Our route around Iceland on Route 1.
Our route around Iceland on Route 1.

Naturally, we started our trip by flying into Reykjavik. Before heading out on the road, we took a few days to do a little sightseeing around the capital. Reykjavik is the biggest city in Iceland however it's still quite small by most standards. If time is limited, a day or two is all that is necessary to get a good feel for the city.

Hallgrímskirkja or the Church of Iceland
Hallgrímskirkja or the Church of Iceland

 

The Blue Lagoon
The Blue Lagoon

After getting a good taste of Reykjavik, we rented a small car and set out east to do a counter-clockwise loop around the island on Route 1.

On the road.
On the road.

Iceland is the land of waterfalls. Skógarfoss Waterfall was one of the first water falls that we would stop at. We were quite excited to see it but by the end of the trip we were driving by waterfalls as though we had one in our backyard. 

Skógarfoss Waterfall
Skógarfoss Waterfall

A couple hours drive from the Skógarfoss Waterfall, we stopped Skaftafell National Park to check out Skaftafellsjökull Glacier. This required a modest hike to get a view of but it was well worth it. We were now well outside the city and starting to get a good taste of Iceland's natural beauty.

Skaftafellsjökull Glacier
Skaftafellsjökull Glacier
Grazing sheep overlooking a glacier.
Grazing sheep overlooking a glacier.

 

After having left Reykjavik, the first town of any significant size we came to was Seydisfjordur. Seydisfjordur is located almost directly on the opposite side of the island tucked up into a good sized fjord. It was a very charming little town that traditionally relied on fishing and now hosts a ferry you could take to Norway.

Seydisfjordur
Seydisfjordur
Small Church in Seydisfjordur
Small Church in Seydisfjordur
A parting shot of Seydisfjordur.
A parting shot of Seydisfjordur.

After leaving Seydisfjordur we would be driving along the north side of the island. This stretch of road was more desolate than the south side of the island. The landscape would dramatically change almost every hour.

A modest valley along the road.
A modest valley along the road.
Moon like landscape.
Moon like landscape.

We stopped at another tourist trap called Namafjall Hverir Hot Springs. This featured a wide variety of bubbling mud pits and small steaming vents. Visiting a place like this makes you feel like Iceland could explode at any moment.

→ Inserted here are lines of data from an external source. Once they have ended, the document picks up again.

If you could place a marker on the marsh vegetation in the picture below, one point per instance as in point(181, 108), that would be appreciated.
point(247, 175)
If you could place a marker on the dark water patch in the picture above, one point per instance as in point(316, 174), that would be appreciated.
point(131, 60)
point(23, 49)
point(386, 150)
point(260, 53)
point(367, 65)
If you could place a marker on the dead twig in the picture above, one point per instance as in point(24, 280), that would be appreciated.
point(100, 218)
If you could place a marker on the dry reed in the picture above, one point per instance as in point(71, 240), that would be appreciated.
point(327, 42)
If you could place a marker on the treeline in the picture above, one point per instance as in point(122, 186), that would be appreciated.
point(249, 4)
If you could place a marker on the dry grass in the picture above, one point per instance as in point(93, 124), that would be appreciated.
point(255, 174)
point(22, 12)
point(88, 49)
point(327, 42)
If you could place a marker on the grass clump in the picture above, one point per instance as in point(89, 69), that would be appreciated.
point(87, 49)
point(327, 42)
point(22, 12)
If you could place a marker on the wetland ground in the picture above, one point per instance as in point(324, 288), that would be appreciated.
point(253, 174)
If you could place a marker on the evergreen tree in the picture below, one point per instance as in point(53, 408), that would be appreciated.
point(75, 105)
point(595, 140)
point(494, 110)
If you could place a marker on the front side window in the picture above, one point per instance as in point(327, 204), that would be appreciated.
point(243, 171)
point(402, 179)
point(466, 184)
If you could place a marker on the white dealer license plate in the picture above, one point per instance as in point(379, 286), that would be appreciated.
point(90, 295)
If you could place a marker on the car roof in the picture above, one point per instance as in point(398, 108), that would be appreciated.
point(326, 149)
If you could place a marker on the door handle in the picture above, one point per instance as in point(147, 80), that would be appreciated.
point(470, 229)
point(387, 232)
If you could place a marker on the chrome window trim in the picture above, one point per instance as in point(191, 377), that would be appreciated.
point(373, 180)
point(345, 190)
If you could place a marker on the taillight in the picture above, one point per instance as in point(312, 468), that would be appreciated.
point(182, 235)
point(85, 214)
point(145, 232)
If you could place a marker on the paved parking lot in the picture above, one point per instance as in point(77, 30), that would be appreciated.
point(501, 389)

Namafjall Hverir Hot Springs
Namafjall Hverir Hot Springs

After the hot springs we would soon be stopping in Akureyri for the night. But before we did one more waterfall was a must stop. This was the Godafoss Waterfalls.

Godafoss Waterfalls
Godafoss Waterfalls

After a night in Akureyri, we were back on the road and the weather was starting to become a little less cooperative. We needed to get back to Reykjavik so there wasn't too much stopping for the rest of the trip. The landscape was just as impressive, however due to the weather and a little camera fatigue my picture taking dramatically tapered off. 

Overall our week in Iceland was fantastic. The landscapes were stunning, the people were friendly and the sheep were generous enough to not standing in the road for too long. We took our trip in September which was both good and bad. September is a low point for the travel season so we didn't have to compete too much with our tourists. The downside was the weather wasn't great. Overcast was the norm and it rained a few days. 

Lastly, I left with the sense that there was much more to see. We'd only had the chance to drive around the island, however the interior is supposed to have much more to offer. To explore the interior, you're require to have a 4x4 vehicle since none of those roads are paved. Our little rent-a-car wasn't up for the task so we had to stick to paved roads. Well, that leaves plenty more to go back for in the future. Hopefully, I'll get the chance.